Support Article
How the BAT Testing Process Works
BAT Testing is a plasma blood-testing process built around Beta-Amyloid and Tau measurement. The live BATWatch model describes a simple collection experience with a more structured laboratory and review process behind it.
The Main Steps
- Schedule the BAT Test through a provider or approved testing path.
- Complete a single plasma blood draw.
- The sample is processed using validated laboratory methods for Beta-Amyloid and Tau.
- The results are reviewed, organized into a report, and used in longer-term trend tracking.

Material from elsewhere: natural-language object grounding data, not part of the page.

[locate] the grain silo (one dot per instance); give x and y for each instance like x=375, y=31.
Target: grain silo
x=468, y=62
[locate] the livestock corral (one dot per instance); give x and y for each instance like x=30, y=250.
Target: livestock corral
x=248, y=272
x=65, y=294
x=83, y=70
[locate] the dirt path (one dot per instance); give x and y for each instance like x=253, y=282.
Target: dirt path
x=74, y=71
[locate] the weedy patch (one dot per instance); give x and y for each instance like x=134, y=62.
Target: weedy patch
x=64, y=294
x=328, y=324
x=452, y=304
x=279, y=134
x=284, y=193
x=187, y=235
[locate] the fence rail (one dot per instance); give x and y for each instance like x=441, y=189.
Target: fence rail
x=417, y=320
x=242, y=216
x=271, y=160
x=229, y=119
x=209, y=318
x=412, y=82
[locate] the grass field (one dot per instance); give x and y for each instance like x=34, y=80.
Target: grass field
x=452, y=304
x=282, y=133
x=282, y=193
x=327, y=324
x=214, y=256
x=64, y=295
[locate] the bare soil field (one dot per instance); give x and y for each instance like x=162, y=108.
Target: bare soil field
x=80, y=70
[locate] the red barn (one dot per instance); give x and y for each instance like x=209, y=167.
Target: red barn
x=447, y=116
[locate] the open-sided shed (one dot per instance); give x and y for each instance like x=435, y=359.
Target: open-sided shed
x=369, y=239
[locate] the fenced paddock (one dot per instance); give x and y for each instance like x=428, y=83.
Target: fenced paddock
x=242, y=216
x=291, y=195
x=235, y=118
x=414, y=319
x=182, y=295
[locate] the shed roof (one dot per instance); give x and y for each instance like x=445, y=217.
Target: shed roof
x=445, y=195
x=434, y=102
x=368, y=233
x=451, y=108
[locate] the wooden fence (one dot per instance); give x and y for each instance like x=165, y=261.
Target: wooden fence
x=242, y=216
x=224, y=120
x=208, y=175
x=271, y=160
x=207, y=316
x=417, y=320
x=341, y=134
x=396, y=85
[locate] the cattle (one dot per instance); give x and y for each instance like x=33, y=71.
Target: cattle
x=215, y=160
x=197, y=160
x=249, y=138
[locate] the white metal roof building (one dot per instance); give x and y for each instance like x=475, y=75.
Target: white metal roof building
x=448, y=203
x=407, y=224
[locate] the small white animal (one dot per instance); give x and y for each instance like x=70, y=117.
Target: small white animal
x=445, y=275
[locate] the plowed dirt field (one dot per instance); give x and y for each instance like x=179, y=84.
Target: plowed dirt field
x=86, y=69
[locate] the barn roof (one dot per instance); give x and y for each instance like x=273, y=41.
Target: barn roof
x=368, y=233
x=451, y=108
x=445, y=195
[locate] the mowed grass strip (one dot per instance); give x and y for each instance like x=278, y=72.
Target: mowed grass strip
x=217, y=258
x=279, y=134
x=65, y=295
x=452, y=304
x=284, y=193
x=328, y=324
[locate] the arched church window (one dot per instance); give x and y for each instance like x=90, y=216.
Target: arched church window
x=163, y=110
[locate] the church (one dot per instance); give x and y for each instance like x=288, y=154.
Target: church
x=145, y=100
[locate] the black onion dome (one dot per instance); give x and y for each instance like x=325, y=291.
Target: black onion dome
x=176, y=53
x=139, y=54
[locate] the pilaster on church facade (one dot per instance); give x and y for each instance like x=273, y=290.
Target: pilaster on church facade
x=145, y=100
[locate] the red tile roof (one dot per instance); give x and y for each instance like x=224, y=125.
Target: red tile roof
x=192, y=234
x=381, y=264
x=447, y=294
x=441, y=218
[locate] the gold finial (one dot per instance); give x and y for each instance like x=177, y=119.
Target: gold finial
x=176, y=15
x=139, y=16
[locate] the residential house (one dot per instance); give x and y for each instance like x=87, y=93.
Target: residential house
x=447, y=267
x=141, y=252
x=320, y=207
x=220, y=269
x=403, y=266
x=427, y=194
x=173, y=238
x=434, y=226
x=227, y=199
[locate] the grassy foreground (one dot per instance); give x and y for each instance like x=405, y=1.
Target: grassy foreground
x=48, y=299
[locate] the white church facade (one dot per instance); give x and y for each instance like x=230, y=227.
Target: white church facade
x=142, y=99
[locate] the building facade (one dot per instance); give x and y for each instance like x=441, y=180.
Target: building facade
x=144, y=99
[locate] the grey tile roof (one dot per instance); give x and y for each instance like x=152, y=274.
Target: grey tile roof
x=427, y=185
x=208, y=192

Collection and Laboratory Handling
The test itself is a standard blood draw rather than imaging or a spinal tap. Live BAT materials also describe specialized preservation and handling steps so the Beta-Amyloid and Tau ratios stay usable during transport and analysis.
That handling matters because BAT Testing is intended to support repeatable longitudinal comparison, not just one isolated result.
How Scoring and Follow-Up Fit In
Once the laboratory analysis is complete, the data can be summarized in BATScore and reviewed as part of a larger BATCheck Complete picture. From there, the next step may be routine monitoring, another comparison point later on, or closer follow-up depending on the pattern.
The live site also ties repeat testing to longer-term monitoring, so BATwiki keeps the key point simple: the process matters because the same measurement can be compared over time.